Isaac is a type of all evangelical, godly, humble, believing hearts. Isaac confessed that Abraham’s inheritance was not rightfully his by law (since Ishmael was older) but by grace, since God granted it to him out of special grace and appointed him as heir of Abraham’s possessions. All the blessed children of God do likewise. They confess possessions. All the blessed children of God do likewise. They confess that by nature they do not justly deserve heaven, but rather hell and condemnation. Yet they cling to God’s grace and take comfort in the Gospel’s gracious promise that the heavenly inheritance is given them for the sake of Jesus Christ’s merit and thus they become children of God. For “to all who receive Him, to them the Lord Jesus gave the right to become children of God” (John 1:12); and “not all who are seed of Abraham are therefore his children, but ‘Through Isaac shall your seed be named,’ This means that they are not the children of God who are children of the flesh, but the children of the promise are counted as the seed,” says Paul (Rom. 9:[7-]8); and they “were born not of blood nor of the will of the flesh nor of the will of man but of God” (John 1:13).
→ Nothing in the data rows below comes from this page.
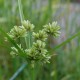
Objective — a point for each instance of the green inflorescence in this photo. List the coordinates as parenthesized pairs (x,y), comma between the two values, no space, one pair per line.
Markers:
(37,52)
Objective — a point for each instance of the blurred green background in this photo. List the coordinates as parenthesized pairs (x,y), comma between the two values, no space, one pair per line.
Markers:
(65,63)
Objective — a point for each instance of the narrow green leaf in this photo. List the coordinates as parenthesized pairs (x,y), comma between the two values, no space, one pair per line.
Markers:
(13,42)
(66,41)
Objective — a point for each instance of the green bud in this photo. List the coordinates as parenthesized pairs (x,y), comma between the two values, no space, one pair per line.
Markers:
(17,31)
(28,26)
(52,29)
(39,44)
(41,35)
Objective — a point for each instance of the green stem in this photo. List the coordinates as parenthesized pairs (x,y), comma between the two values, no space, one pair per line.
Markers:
(21,15)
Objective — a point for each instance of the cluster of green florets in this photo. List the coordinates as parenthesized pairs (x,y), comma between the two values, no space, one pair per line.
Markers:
(37,52)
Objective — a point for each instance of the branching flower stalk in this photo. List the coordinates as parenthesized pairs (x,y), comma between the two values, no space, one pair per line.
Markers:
(36,51)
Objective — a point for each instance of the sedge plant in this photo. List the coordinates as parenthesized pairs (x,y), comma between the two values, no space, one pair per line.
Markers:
(35,50)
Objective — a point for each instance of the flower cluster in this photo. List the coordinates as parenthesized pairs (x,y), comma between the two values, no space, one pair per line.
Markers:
(37,52)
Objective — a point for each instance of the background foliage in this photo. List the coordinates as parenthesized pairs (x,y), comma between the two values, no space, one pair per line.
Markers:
(65,63)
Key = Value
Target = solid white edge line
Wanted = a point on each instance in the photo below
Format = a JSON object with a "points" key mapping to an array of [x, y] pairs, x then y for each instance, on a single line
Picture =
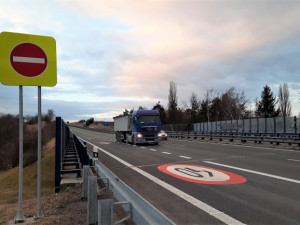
{"points": [[28, 59], [255, 172], [199, 204], [295, 160], [185, 157]]}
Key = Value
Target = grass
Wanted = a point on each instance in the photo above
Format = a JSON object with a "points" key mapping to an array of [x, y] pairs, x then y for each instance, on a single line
{"points": [[9, 180]]}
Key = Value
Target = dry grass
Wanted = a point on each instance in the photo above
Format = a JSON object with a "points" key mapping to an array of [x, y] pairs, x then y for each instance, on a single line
{"points": [[9, 179]]}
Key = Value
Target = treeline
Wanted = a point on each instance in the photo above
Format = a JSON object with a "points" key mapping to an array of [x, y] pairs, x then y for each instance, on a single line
{"points": [[9, 138], [229, 105]]}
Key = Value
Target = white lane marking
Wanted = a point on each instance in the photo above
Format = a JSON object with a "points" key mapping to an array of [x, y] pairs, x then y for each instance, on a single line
{"points": [[255, 172], [249, 146], [167, 153], [199, 204], [185, 157], [28, 59], [295, 160]]}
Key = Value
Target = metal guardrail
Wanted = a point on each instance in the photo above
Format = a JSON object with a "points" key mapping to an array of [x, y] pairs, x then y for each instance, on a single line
{"points": [[292, 139], [142, 211], [67, 152], [94, 129]]}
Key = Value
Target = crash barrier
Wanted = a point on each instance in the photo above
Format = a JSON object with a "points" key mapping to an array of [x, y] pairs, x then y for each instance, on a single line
{"points": [[101, 211], [271, 126], [110, 131], [290, 140], [70, 153]]}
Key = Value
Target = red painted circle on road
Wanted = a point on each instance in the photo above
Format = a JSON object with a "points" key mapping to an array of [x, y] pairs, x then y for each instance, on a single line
{"points": [[201, 174], [28, 59]]}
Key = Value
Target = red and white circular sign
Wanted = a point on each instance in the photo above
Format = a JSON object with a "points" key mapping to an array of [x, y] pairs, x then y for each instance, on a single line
{"points": [[201, 174], [28, 59]]}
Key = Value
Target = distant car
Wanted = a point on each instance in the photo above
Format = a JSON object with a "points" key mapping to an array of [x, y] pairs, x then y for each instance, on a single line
{"points": [[163, 135]]}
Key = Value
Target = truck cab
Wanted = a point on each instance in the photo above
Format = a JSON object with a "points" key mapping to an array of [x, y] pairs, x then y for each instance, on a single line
{"points": [[140, 126], [146, 126]]}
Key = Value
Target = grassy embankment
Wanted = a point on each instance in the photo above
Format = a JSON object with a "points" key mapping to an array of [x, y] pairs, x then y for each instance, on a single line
{"points": [[9, 179]]}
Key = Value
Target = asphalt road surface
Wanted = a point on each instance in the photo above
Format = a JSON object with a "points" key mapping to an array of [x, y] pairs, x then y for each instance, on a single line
{"points": [[194, 182]]}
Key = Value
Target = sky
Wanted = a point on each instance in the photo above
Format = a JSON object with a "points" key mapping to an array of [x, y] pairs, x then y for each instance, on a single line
{"points": [[115, 55]]}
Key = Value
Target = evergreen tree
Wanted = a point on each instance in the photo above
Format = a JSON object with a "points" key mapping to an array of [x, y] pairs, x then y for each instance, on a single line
{"points": [[172, 105], [266, 106], [193, 110]]}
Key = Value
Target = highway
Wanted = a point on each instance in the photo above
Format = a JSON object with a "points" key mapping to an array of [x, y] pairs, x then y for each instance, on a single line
{"points": [[194, 182]]}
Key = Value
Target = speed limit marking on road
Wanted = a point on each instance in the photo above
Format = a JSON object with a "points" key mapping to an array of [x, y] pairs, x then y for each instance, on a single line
{"points": [[201, 174]]}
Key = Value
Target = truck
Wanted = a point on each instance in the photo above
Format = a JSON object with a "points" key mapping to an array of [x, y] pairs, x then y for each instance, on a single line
{"points": [[140, 126]]}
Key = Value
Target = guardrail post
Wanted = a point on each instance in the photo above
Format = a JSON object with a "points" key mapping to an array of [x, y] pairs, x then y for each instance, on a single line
{"points": [[266, 125], [284, 125], [92, 200], [295, 124], [86, 172], [250, 127], [105, 212], [274, 125], [58, 154]]}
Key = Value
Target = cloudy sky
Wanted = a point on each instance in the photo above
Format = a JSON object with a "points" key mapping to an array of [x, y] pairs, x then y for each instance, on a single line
{"points": [[113, 55]]}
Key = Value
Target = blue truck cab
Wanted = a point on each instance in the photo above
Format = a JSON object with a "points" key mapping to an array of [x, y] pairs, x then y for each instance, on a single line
{"points": [[140, 126]]}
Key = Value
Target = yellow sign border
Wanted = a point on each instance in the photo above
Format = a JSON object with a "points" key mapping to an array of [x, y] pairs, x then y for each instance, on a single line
{"points": [[8, 76]]}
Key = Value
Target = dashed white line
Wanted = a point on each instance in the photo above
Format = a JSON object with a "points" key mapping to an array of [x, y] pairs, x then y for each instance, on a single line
{"points": [[192, 200], [185, 157], [295, 160], [255, 172], [167, 153]]}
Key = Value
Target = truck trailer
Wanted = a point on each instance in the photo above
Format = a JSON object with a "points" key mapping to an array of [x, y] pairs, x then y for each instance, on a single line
{"points": [[140, 126]]}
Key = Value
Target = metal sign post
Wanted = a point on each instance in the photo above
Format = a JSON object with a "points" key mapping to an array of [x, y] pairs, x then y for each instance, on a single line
{"points": [[38, 215], [19, 217], [28, 60]]}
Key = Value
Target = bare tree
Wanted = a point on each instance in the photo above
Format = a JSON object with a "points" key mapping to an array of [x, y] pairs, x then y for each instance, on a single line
{"points": [[172, 105], [284, 103], [208, 96]]}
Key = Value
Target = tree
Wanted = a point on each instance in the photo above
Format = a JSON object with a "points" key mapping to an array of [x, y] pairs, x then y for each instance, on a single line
{"points": [[161, 110], [49, 116], [266, 106], [172, 105], [284, 103], [194, 109]]}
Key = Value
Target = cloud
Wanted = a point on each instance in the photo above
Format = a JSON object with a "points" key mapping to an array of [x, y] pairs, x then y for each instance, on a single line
{"points": [[123, 54]]}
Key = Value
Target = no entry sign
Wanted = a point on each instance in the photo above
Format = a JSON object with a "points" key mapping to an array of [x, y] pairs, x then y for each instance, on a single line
{"points": [[28, 60], [201, 174]]}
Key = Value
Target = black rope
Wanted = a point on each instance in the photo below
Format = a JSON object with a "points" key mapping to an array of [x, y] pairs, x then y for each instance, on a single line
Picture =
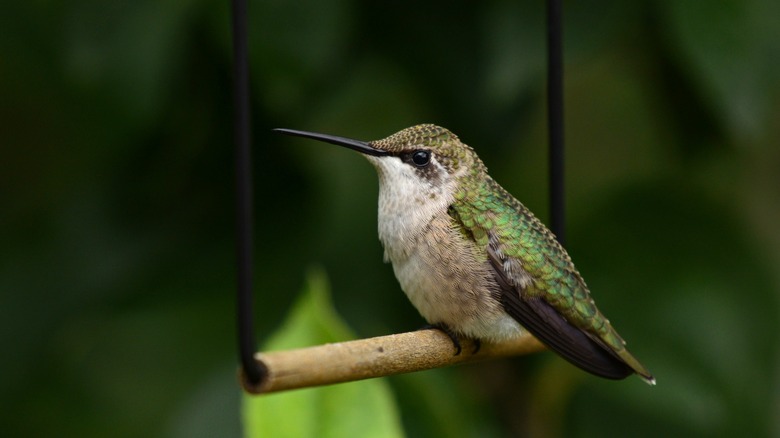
{"points": [[244, 233], [555, 117]]}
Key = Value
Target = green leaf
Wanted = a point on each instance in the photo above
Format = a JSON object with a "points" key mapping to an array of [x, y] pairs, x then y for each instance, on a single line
{"points": [[366, 408]]}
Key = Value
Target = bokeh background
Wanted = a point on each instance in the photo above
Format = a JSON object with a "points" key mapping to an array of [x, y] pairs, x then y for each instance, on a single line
{"points": [[116, 213]]}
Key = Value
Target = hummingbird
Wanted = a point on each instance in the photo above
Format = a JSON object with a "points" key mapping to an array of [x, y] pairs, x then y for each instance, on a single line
{"points": [[473, 260]]}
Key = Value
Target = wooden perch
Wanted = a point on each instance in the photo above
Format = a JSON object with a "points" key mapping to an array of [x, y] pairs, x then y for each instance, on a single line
{"points": [[374, 357]]}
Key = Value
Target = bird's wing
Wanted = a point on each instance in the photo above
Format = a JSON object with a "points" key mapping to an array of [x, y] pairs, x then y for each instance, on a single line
{"points": [[537, 316], [540, 288]]}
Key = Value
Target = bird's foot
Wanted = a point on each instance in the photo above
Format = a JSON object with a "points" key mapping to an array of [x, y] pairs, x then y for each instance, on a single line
{"points": [[453, 337]]}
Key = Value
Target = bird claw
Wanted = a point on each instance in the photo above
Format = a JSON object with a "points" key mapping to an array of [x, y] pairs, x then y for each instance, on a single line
{"points": [[453, 337]]}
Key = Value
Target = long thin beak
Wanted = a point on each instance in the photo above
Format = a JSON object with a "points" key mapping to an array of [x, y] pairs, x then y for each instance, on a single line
{"points": [[360, 146]]}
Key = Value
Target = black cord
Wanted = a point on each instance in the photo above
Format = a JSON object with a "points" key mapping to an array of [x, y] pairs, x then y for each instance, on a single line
{"points": [[555, 117], [244, 232]]}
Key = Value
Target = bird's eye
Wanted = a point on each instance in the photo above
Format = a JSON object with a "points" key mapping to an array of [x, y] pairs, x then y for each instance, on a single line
{"points": [[421, 158]]}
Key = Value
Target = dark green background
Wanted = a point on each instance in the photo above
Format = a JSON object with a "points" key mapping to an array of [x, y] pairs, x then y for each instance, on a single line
{"points": [[116, 204]]}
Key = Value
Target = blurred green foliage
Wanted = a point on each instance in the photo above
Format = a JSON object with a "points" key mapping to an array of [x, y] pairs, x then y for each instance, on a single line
{"points": [[364, 408], [116, 225]]}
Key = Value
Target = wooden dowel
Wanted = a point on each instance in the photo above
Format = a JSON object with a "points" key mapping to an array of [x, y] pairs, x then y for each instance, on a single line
{"points": [[374, 357]]}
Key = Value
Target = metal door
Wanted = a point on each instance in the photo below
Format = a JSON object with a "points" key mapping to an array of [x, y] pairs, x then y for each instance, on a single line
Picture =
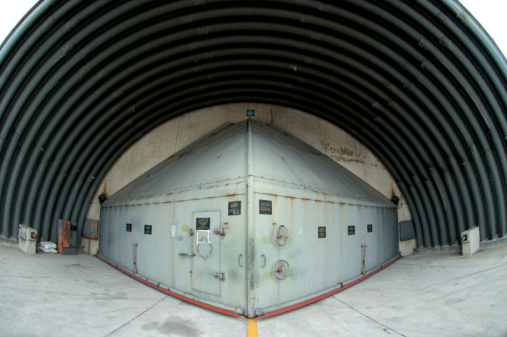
{"points": [[206, 275]]}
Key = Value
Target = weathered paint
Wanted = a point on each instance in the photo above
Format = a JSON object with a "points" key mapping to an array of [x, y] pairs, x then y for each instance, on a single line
{"points": [[232, 259]]}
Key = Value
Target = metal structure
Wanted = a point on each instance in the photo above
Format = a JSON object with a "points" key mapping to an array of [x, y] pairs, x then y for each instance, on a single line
{"points": [[419, 82], [249, 221]]}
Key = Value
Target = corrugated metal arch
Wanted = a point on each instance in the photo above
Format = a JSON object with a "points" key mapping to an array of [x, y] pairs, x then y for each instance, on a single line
{"points": [[419, 82]]}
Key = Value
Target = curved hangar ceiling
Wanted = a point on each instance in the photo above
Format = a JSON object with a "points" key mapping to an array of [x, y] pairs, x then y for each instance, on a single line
{"points": [[419, 82]]}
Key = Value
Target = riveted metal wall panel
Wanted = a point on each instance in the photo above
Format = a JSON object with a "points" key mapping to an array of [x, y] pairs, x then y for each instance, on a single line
{"points": [[279, 234]]}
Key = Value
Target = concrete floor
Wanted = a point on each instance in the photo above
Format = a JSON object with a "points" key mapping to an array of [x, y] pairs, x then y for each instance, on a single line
{"points": [[423, 294]]}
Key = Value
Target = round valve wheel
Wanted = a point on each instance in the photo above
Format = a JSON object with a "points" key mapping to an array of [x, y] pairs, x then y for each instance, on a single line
{"points": [[282, 270], [281, 235]]}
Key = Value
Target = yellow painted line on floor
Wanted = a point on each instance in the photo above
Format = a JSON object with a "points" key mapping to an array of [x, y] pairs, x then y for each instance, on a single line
{"points": [[252, 328]]}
Here we see that no one can become a child of God and an heir of heaven through his natural birth, but only through true faith in Jesus Christ, who obtained God’s grace for us.
God’s grace and love alone avail
To blot out our transgression.1
And 1 John 1[:1] says, “Whoever believes that Jesus is the Christ is born of God.” And by such faith we too are accounted and reckoned true children of Abraham.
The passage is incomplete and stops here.